Newar Buddhists, particularly converts to Theravada, were then very much involved in making Lumbini flourish again as a pilgrimage site. One of the last Newar traders to visit Lhasa, Das Ratna Tuladhar (1891-1977) was ordained as Bhikkhu Dhammalok in 1933, and in his 40s and 50s devoted himself to developing Lumbini and Kapilavastu. 

His son Bhikkhu Aniruddha (1915-2003) would inherit his deep devotion to improving Lumbini. Having studied in Sri Lanka and Myanmar, Bhikkhu Aniruddha was able to speak directly with U Thant in Burmese about the need to develop the still much-neglected sacred birthplace. Their conversation, continued through a series of letters available in the UN archives, contributed to the eventual drawing up of the Lumbini Development Masterplan and the establishment of the Lumbini Development Trust. Aniruddha would become the main resident monk in the government-built temple in Lumbini in the 1970s and 1980s. 
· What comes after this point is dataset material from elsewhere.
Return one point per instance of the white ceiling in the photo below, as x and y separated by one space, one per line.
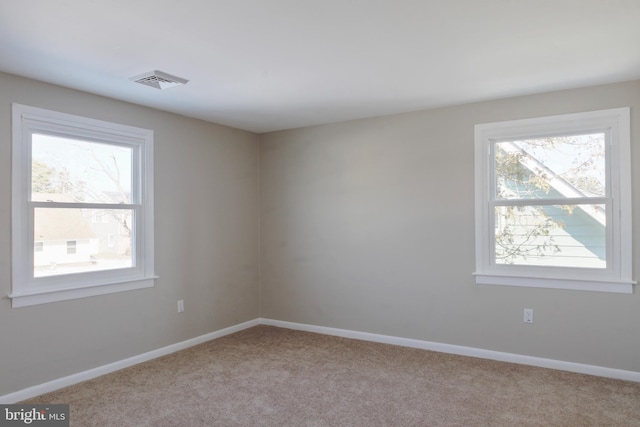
264 65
Bhikkhu Aniruddha (L) at the Rajkiya Vihara, Lumbini 

Chogye Trichen Rinpoche (1919-2007) is also very noteworthy – he was the first lama to build a Tibetan Buddhist temple in Lumbini (it has the rather unwieldy name of ‘Dharma Swami Maharaja Buddhavihara’).  Chogye Rinpoche was the head of the Tsharpa sub-lineage in the Sakyapa tradition and was regarded as a ‘master of masters’ as many Tibetan Buddhist lineage holders were his disciples, including His Holiness the Sakya Trizin.  
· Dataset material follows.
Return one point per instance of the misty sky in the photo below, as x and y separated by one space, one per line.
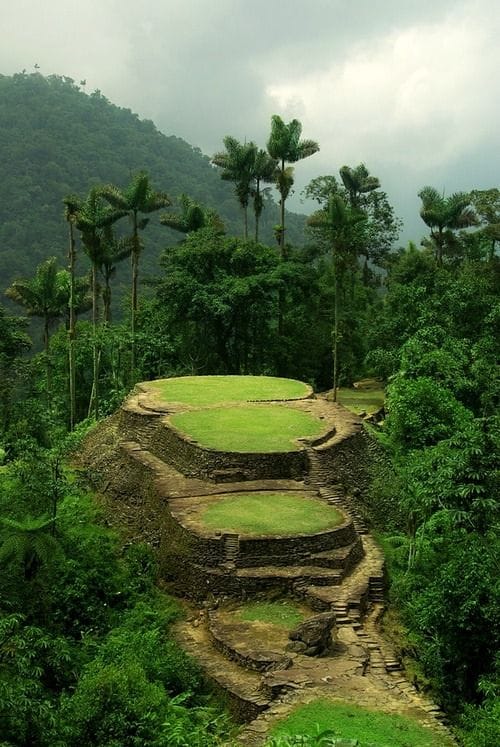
409 88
Text BoxCoincidentally, he was also the maternal uncle of the Raja of Mustang, and dreamt of building a temple in Lumbini with the support of his relatives. In 1968, in response to a series of official petitions made by Mustang Raja Jigme Palbar, Chogye Rinpoche received from King Mahendra a grant of ten kata of land within the holy site of Lumbini.  He thus became the only lama to be deeded by royal grant a building plot at Lumbini. 
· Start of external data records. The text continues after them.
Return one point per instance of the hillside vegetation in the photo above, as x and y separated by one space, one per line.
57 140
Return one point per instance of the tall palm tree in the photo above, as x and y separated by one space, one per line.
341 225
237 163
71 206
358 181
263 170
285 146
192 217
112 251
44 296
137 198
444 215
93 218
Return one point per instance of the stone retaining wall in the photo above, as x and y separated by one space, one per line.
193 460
Front view of the Dharma Swami Maharaja Buddhavihara at Lumbini 

According to his student, the historian David Jackson, Chogye Rinpoche wrote that he had decided to find the temple out of a deep devotion toward and faith in Shakyamuni Buddha and his birthplace, Lumbini. He thus dreamt of building a temple in Lumbini as it would become a holy shrine for the accumulation of merit by both Nepalese as well as people from many parts of the world. 

After the consecration of the monastery in 1975, Chogye Trichen Rinpoche would go on to establish the Jamchen Lhakang Monastery at Boudhanath – it’s the one very near Himalayan Java, whose central shrine is dominated by a gigantic statue of a seated Maitreya.   

All three monasteries – both the Rajakiya Buddhavihara and the Dharma Swami Maharaja Buddhaviharaat Lumbini, as well as the Jamchen Lhakhang at Boudha – are very special places pervaded with a deep sense of tranquility, and I would urge you to spend some time at these places if you get the precious chance!